Nachts auf dem Dach des Jagdschlosses

Es geschieht nicht allzu häufig, dass eine Oper für die große Leinwand verfilmt wird. Unmittelbar vor Weihnachten kommt »Der Freischütz« in die Kinos. Klaus Kalchschmid hat sich den Film vorab angesehen und mit der Hauptdarstellerin Juliane Banse gesprochen.

Keine Mühe gescheut hat Regisseur Jens Neubert für diese enorm aufwendige »Freischütz«-Verfilmung an den Originalschauplätzen in Sachsen. Sie spielt während der Napoleonischen Kriege nach der Schlacht von Dresden im August 1813. Historisch präzise sind Dekors wie die Kostüme, allen voran die Uniformen der Soldaten, mit deren blutigen Leichen in der Wolfsschlucht der Film beginnt, oder die Kleidung der einfachen Leute, die gespielt und gesungen werden von 600 Statisten aus elf Laienchören.
Kaspar und Max sehen dagegen eher wie verdreckte und verwilderte Freischärler aus denn wie brave, biedere Jäger. Kein Wunder, dass Agathe so heftig aus ihrem Traum hochschreckt, in dem Max sie als Taube erschießt! Und auch das Bild, das zuvor schon dramatisch von der Wand gefallen war, zeigte nicht den Erbförster, sondern Napoleon höchstselbst. Schließlich hatten sich die Preußen gerade mit den Österreichern gegen ihn verbündet.

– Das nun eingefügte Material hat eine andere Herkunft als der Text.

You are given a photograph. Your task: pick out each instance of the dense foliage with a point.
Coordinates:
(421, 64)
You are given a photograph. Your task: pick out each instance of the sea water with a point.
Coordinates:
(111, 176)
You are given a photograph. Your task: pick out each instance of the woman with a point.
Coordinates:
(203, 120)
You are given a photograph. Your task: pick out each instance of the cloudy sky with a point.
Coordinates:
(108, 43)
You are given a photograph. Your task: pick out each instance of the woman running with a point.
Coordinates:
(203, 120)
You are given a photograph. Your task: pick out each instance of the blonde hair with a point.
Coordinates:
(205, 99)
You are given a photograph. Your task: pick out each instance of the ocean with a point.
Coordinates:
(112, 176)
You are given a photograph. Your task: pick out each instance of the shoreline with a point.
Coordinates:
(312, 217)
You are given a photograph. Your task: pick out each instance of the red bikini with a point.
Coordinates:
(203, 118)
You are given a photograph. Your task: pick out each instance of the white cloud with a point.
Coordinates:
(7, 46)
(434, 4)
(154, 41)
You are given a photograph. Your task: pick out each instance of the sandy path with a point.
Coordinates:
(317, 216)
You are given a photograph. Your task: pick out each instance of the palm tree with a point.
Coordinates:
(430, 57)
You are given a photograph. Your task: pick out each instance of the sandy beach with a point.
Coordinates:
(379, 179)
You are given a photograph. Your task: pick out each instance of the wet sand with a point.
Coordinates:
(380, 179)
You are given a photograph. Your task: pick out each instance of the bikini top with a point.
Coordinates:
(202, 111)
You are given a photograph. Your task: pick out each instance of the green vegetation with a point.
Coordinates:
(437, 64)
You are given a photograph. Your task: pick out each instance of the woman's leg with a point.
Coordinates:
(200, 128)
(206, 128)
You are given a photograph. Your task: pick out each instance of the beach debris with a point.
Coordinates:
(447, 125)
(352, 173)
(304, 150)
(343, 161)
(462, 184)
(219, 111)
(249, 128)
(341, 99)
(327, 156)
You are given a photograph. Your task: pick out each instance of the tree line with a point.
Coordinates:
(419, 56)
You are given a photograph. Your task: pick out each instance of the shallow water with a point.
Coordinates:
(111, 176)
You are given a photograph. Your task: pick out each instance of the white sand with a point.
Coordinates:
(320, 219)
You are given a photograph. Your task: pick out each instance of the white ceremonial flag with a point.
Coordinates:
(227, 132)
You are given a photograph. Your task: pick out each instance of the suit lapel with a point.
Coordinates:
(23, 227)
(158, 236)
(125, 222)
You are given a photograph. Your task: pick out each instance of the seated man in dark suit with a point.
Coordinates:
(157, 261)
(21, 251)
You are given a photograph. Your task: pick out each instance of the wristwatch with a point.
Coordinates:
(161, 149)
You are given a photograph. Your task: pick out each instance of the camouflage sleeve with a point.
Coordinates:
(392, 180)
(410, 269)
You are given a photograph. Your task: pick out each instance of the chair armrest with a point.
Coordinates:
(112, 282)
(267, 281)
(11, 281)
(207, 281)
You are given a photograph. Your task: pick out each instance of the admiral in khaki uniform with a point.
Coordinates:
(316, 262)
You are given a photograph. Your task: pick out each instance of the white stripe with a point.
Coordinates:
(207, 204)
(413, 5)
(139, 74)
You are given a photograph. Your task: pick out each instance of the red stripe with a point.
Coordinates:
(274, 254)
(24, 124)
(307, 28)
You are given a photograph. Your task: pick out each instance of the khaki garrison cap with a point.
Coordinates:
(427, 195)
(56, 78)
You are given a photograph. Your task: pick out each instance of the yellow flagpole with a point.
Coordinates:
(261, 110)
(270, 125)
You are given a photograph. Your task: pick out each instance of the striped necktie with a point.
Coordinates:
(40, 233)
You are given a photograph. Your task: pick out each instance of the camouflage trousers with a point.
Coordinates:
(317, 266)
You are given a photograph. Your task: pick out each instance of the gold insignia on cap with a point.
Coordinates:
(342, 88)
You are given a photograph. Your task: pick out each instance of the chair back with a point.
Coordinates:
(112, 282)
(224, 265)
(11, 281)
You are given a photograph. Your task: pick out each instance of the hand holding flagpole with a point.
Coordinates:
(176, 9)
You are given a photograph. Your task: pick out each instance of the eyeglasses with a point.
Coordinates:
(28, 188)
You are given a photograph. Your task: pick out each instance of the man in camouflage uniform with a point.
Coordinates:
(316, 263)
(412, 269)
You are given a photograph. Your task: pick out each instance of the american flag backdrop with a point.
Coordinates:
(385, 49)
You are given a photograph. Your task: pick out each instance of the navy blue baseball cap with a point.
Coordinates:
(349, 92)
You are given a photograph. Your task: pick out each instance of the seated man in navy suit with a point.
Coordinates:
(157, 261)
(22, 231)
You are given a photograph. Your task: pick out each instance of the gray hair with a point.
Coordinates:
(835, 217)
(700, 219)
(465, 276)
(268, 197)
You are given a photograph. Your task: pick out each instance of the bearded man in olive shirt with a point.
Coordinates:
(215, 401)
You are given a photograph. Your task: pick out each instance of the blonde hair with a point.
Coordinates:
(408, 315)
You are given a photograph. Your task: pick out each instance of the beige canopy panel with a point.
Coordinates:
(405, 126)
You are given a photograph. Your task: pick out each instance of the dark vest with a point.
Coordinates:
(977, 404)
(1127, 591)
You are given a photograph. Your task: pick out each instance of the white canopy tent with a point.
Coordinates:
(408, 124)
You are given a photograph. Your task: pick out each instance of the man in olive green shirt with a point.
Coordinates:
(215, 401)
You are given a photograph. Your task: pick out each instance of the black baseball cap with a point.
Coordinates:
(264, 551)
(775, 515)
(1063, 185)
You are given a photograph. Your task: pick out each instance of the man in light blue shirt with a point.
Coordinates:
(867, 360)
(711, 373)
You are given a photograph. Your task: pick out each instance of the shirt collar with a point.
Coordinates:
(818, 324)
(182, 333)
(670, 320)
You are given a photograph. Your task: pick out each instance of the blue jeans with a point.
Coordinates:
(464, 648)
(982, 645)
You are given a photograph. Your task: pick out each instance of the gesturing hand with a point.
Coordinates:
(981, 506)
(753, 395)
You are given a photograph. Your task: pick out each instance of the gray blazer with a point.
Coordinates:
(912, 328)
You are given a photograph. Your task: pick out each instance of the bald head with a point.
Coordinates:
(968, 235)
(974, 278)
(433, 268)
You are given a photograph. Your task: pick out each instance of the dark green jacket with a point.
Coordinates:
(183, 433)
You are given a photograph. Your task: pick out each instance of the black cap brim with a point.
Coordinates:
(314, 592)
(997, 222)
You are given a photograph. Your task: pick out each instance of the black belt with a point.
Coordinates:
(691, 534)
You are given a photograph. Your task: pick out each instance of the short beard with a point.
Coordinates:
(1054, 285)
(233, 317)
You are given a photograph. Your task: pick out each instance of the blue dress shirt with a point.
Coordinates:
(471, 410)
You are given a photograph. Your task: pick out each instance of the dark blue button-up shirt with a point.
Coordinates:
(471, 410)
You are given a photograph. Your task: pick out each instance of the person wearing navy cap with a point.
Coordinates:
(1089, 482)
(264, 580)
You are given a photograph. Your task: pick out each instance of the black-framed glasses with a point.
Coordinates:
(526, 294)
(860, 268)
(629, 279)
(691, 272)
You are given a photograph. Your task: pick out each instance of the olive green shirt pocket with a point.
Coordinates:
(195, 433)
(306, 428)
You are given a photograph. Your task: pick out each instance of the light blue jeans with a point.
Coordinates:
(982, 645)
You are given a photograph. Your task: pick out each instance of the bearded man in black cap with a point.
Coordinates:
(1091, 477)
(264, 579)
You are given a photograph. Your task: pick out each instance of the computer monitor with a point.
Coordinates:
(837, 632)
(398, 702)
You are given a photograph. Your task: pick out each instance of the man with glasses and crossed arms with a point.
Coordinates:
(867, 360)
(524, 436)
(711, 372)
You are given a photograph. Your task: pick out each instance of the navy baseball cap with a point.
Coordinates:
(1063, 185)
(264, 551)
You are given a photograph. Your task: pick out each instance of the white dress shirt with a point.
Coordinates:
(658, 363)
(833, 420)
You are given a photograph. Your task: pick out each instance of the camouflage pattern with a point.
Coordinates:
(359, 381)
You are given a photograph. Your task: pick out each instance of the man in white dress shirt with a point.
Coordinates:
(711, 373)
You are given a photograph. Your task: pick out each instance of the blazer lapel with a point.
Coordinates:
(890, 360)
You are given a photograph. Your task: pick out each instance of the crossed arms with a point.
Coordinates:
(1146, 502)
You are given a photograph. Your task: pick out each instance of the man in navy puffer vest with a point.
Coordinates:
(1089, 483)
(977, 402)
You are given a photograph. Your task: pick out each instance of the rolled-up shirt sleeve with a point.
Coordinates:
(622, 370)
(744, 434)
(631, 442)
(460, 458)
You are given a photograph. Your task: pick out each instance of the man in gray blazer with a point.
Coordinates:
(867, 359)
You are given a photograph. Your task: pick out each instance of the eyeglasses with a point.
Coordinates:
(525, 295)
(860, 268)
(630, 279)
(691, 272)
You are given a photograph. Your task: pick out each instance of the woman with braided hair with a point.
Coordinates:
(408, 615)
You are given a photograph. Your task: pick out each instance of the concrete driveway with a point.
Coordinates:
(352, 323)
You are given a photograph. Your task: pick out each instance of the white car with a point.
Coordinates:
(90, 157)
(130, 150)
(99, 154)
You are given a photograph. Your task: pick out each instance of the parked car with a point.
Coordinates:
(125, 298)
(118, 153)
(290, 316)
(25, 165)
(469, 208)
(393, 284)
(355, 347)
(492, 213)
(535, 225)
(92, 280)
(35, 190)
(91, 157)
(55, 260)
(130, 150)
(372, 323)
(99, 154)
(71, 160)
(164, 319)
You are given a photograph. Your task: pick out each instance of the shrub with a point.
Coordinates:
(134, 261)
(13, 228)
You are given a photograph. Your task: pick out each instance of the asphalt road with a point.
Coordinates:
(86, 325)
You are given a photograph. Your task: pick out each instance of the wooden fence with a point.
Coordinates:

Neben der illustren männlichen Sängerriege – Michael Volle, Michael König, René Pape, Olaf Bär und Franz Grundheber – sind die weiblichen Partien nicht minder hervorragend mit der erst 23-jährigen Regula Mühlemann und Juliane Banse besetzt. Es war nicht Banses erste Agathe – die stellte sie in einer typischen Robert- Wilson-Inszenierung dar –, dafür agierte sie diesmal in einem noch ungewöhnlicheren Ambiente: in einem Kinofilm, der in freier Wildbahn und in den kostbaren Räumen eines edlen Empire-Jagdschlosses gedreht wurde.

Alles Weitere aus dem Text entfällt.